The narrator has a perfect answer to this when he says "shut up while measuring". It's perfectly fine to ask deep philosophical questions which draw upon our best current understanding of the world in one's "off time". But one shouldn't mistake it for science, since science is about measurement and prediction, i.e., "shut up while measuring".

And truly, as the narrator says at the end, the question of how all these particles with identical properties come together to form a conscious being, nobody really knows the answer to that, which makes it a really exciting question. There's nothing in physics yet to account for consciousness in a testable fashion. We haven't even scratched the surface of understanding it. I'm pretty damn sure nobody really has a clue yet, but I'd like to remain optimistic that someday we will understand it.

In short, this is so beautiful because it highlights what we DON'T know.

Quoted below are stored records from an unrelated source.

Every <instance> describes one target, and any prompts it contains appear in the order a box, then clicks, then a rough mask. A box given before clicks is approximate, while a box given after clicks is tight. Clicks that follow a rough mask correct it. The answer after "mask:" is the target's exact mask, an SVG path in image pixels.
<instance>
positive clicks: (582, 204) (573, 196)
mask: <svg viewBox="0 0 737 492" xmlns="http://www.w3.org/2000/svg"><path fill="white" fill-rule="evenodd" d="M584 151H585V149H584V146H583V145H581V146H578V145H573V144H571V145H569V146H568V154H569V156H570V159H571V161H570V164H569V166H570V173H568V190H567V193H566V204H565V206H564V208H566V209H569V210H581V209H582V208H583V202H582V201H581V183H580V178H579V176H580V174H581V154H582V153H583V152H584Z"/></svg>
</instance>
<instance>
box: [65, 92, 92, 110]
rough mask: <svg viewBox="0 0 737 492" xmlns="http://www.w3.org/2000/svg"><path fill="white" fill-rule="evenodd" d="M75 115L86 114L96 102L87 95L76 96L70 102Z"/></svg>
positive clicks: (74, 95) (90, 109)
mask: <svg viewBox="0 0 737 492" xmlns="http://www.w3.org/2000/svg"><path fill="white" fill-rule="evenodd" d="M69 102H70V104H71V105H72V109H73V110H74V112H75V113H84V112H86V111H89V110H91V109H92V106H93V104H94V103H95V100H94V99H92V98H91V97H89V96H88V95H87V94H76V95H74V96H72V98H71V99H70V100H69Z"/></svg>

ProfessorChaos - 2009-02-18

5 for a review of a long video.


simon666 - 2009-02-18

"However" as a parenthetical phrase must be surrounded in commas:

It is, however, an interesting philosophical question which draws upon our best current understanding of the physical world.

-1

But +2093 for the video.


StanleyPain - 2009-02-18

I KNOW THE ANSWER, GOD DID IT CASE CLOSED READ YOUR BIBLE!


Scrotum H. Vainglorious - 2009-02-18

Cena Mark is an expert on reality and CO2.


dancingshadow - 2009-02-18

Sound creates form I guess.


Sudan no1 - 2009-02-18

MY ANTIMATTER TWIN!
NOW NEITHER OF US WILL BE VIRGINS!
(((BOOM)))

What makes molecules of mayonnaise stick together? I got an answer for you eggheads: EGGS

Oh shit, there's multiverses? Then I can have a twin orgy like that guy who drew drawings of a vacuum.

This is like porn without a money shot, because they can't really figure anything out.

SCIENCE IS BUNK, BELIEVE IN JESSUS


HarveyTibbar - 2009-02-18

wat


Billie_Joe_Buttfuck - 2009-02-18

also wot


godot - 2009-02-25

Haven't watched all, but I'm somewhat tired of descriptions of quantum physics as incomprehensible. So they're not billiard balls, but why should they be?

Whats wrong with a description of the fundamental bits of matter and EM radiation as probabilistic waves, that can be localized when they interact with other probabilistic waves.

The suprising thing should be how macroscopic bits of matter can aggregate and lose all of their quantum nature and act like billiard balls.